Tapi, semua itu tidak berlaku saat kami didalam kelas. Diam-diam kami menggunakan proyektor sekolah untuk menonton film. Atau bahkan sesekali kami membawa handphone ke sekolah untuk mengambil potret keseruan kami.  Mengadakankonser dikelas sudah biasa kami lakukan. Bahkan beradu actingpun kami jagonya, sudah pantaslah kami menjadi pemain FTV. Hahaa

Invisible class, sebutan untuk kelas kami. Kami dapat melakukan hal apapun layaknya kelas lain tanpa diketahui guru. Penghuni kelas kami beragam mulai dari ukhti-ukhti sholehah dengan kerudung panjang, beserta wajah yang indah dipandang. Adem rasanya ketika bersama mereka. Berbeda dengan sekumpulan orang beringas yang memang bermuka sangar dan gordes, nggak ada mereka kelas sepi. Tingkat diskusi bedah tokoh kami berkurang bila salah satu personil dari mereka tidak ada. Oh yaa, satu lagi, sekumpulan orang yang pendiam. Mereka yang paling absurd sih, tapi paling bikin rindu. 

Jam kosong

Tiga meja dijejerkan didepan kelas sepaket dengan bangkunya. Kemudian, tiga orang dari kami duduk santai bak juri di salah satu ajang pencarian bakat dunia tarik suara. Sepuluh orang dari kami mengantri untuk mendapatkan giliran menyanyi, dan yang lain hanya menjadi penikmat kegilaan yang teman-temannya perbuat.
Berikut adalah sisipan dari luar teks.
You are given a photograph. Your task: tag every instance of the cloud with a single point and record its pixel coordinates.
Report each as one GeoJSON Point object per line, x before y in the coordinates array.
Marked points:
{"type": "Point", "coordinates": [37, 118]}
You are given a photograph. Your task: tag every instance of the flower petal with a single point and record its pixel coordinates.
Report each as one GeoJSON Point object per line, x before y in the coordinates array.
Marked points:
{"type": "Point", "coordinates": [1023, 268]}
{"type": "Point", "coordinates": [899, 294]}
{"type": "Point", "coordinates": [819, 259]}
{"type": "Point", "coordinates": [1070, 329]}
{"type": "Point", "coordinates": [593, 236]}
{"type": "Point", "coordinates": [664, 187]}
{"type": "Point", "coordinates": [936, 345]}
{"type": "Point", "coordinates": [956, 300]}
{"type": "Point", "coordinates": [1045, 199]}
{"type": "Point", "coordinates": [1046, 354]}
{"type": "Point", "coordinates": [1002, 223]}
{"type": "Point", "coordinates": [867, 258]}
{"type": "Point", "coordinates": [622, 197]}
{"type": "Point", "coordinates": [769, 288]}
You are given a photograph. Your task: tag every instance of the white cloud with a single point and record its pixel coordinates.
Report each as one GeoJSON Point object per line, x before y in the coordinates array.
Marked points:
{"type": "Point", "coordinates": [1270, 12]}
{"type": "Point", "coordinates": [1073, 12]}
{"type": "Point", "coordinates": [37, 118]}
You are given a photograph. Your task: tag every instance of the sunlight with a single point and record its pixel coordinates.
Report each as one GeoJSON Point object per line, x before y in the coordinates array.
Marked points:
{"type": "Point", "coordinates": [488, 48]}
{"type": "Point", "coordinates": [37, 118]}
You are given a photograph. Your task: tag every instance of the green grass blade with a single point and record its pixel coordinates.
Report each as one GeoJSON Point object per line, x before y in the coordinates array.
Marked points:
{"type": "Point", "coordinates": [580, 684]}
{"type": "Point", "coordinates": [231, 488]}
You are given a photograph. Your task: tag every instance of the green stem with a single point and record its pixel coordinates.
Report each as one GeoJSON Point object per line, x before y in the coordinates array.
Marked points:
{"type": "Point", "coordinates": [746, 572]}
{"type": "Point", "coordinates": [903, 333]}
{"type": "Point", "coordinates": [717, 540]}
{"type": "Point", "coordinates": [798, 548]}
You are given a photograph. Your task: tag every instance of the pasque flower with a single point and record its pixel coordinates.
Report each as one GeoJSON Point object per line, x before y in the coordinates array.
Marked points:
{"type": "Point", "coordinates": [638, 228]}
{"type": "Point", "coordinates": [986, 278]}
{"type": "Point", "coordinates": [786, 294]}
"Iya silahkan berdiri didepan kami. Siapa namanya?" tanya Reno yang berperan sebagai Judika.

"Lesty, dari Bandung" jawab Nada. Dia memang memiliki suara yang indah. Bahkan dia sempat mau mendaftarkan diri di ajang pencarian bakat. Sayang, saat itu kondisi ekomoni dia sedang tidak baik.